“Droga e abusi nella comunità Oasi di Emmanuele”, al via interrogatori garanzia
Al centro dell’inchiesta la comunità Oasi di Emmanuele di Favara
Al via sabato mattina, davanti il gip del tribunale di Agrigento Stefano Zammuto, gli interrogatori di garanzia dei due indagati arrestati negli scorsi giorni nell’ambito dell’inchiesta sullo spaccio di droga, e presunti ricatti sessuali, all’interno della comunità per tossicodipendenti “Oasi di Emmanuele”. In carcere sono finiti Chyarl Bennardo, 40 anni di Favara; Carmelo Cusumano, 52 anni di Favara. Il primo è difeso dall’avvocato Salvatore Cusumano mentre il secondo dall’avvocato Fabio Inglima Modica.
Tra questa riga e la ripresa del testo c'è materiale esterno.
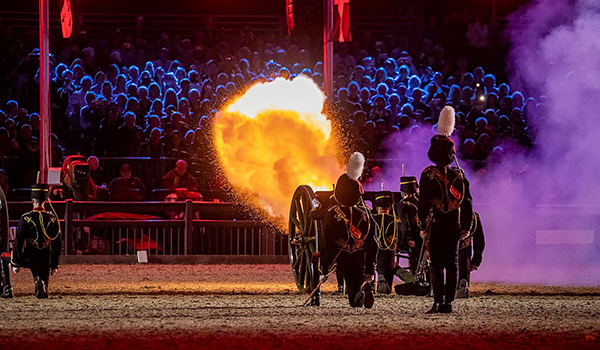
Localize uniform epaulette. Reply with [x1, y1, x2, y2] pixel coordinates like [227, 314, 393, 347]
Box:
[423, 165, 436, 173]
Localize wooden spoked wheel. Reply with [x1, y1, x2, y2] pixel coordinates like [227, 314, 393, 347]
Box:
[288, 185, 322, 293]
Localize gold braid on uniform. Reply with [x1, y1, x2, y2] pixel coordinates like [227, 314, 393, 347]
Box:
[363, 199, 398, 250]
[23, 211, 60, 249]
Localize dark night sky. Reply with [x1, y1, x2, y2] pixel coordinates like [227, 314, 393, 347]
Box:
[0, 0, 529, 16]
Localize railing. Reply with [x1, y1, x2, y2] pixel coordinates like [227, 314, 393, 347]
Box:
[8, 200, 287, 255]
[0, 157, 223, 200]
[0, 12, 286, 35]
[0, 12, 423, 35]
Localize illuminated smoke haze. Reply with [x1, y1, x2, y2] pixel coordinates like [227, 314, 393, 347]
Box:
[214, 76, 342, 224]
[378, 0, 600, 285]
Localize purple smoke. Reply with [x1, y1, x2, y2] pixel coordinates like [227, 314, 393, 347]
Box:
[369, 0, 600, 285]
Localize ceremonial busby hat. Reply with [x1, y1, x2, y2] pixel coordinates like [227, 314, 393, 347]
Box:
[427, 106, 455, 166]
[375, 191, 394, 208]
[400, 176, 419, 194]
[31, 184, 50, 201]
[333, 152, 365, 206]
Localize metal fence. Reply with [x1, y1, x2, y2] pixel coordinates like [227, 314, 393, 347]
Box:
[0, 12, 423, 36]
[8, 200, 287, 255]
[0, 157, 224, 200]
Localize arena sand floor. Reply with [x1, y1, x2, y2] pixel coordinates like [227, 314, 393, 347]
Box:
[0, 265, 600, 350]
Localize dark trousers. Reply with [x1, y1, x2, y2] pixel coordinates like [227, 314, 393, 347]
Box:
[408, 235, 423, 273]
[429, 241, 458, 304]
[0, 257, 10, 288]
[29, 265, 50, 287]
[377, 249, 396, 288]
[337, 251, 365, 307]
[458, 245, 473, 285]
[19, 248, 50, 286]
Le altre misure cautelari disposte dal giudice sono: Obbligo di dimora per Emanuele Luigi Capraro, 24 anni di Agrigento, difeso dall’avvocato Daniele Re; Gaetano Lombardo, 47 anni di Favara, difeso dall’avvocato Ivana Rigoli; Divieto di dimora in provincia di Agrigento per Paolo Graccione, 45 anni nato in Germania, difeso dall’avvocato Daniela Posante; Fiorella Bennardo, 43 anni di Favara, difesa dall’avvocato Daniela Posante. Obbligo di presentazione alla polizia giudiziaria per Giuseppe Papia, 64 anni di Favara, difeso dall’avvocato Daniela Cipolla.
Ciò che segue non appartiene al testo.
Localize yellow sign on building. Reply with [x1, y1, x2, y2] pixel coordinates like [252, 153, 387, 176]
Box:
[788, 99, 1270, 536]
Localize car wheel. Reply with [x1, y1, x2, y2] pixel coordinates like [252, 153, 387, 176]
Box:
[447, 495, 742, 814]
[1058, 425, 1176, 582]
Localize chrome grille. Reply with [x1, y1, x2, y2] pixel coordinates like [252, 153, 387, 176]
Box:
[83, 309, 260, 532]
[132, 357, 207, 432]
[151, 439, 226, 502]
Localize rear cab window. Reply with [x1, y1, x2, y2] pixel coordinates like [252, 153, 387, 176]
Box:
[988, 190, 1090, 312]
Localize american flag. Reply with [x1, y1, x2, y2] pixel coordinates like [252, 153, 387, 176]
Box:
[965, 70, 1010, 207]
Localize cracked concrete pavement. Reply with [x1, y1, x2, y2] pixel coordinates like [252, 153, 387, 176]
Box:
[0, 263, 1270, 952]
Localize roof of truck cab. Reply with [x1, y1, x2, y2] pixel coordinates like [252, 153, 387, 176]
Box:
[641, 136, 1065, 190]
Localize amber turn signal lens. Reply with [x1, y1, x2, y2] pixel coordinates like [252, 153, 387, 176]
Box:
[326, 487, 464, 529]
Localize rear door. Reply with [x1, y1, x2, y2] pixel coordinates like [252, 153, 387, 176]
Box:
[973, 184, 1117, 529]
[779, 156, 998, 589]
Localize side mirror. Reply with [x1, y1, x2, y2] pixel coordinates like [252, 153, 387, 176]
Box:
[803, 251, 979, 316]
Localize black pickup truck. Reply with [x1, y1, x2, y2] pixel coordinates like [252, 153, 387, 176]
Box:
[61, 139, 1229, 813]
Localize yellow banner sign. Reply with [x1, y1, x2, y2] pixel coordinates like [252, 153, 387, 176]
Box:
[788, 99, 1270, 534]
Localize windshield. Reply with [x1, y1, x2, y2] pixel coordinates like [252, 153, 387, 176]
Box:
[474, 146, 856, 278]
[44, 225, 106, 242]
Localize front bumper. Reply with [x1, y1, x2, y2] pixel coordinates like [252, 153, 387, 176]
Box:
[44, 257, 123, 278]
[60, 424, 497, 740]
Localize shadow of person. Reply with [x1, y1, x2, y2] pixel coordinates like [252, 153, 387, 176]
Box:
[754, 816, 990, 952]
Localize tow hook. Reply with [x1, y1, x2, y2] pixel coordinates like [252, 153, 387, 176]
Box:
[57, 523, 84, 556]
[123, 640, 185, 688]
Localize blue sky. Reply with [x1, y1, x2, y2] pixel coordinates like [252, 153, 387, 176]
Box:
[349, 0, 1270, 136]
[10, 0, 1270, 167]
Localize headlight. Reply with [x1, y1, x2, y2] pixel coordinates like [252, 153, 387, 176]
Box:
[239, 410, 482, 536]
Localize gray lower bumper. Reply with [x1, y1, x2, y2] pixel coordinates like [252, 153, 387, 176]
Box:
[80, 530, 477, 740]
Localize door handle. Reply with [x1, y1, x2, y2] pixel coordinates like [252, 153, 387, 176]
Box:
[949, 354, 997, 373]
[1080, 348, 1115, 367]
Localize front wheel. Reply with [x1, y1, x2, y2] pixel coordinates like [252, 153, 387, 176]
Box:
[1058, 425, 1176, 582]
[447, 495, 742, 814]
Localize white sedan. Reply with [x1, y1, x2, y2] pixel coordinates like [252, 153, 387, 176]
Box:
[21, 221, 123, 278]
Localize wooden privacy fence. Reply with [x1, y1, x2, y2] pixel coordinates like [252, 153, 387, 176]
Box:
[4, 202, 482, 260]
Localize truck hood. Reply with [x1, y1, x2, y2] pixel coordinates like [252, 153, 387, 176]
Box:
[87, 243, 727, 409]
L’attività di indagine condotta dai carabinieri di Favara e dai militari della Compagnia di Agrigento – coordinata dal procuratore della Repubblica facente funzioni Salvatore Vella e dal sostituto procuratore Paola Vetro – è stata avviata nel novembre 2020 e ha preso vita a seguito di diverse segnalazioni, tra le quali una richiesta di aiuto di una donna ospite di una struttura che aveva raccontato di aver subito violenze sessuali e minacce come corrispettivo della vendita di sostanza stupefacente.
Al centro dell’inchiesta, coordinata dal procuratore facente funzioni Salvatore Vella e dal sostituto Paola Vetro, la comunità Oasi di Emmanuele. La struttura, che sulla carta si sarebbe dovuta occupare del recupero di persone con problemi psichici e di tossicodipendenza, si è ben presto rivelata una centrale di spaccio. La droga entrava e usciva con facilità e veniva venduta anche ai pazienti. E chi non riusciva a pagarla veniva “invitato” a saldare il debito con prestazioni sessuali. Tra le contestazioni anche un ricatto a sfondo sessuale con la minaccia di diffondere video e immagini compromettenti. Un vero e proprio inferno documentato in quasi un anno e mezzo di indagini.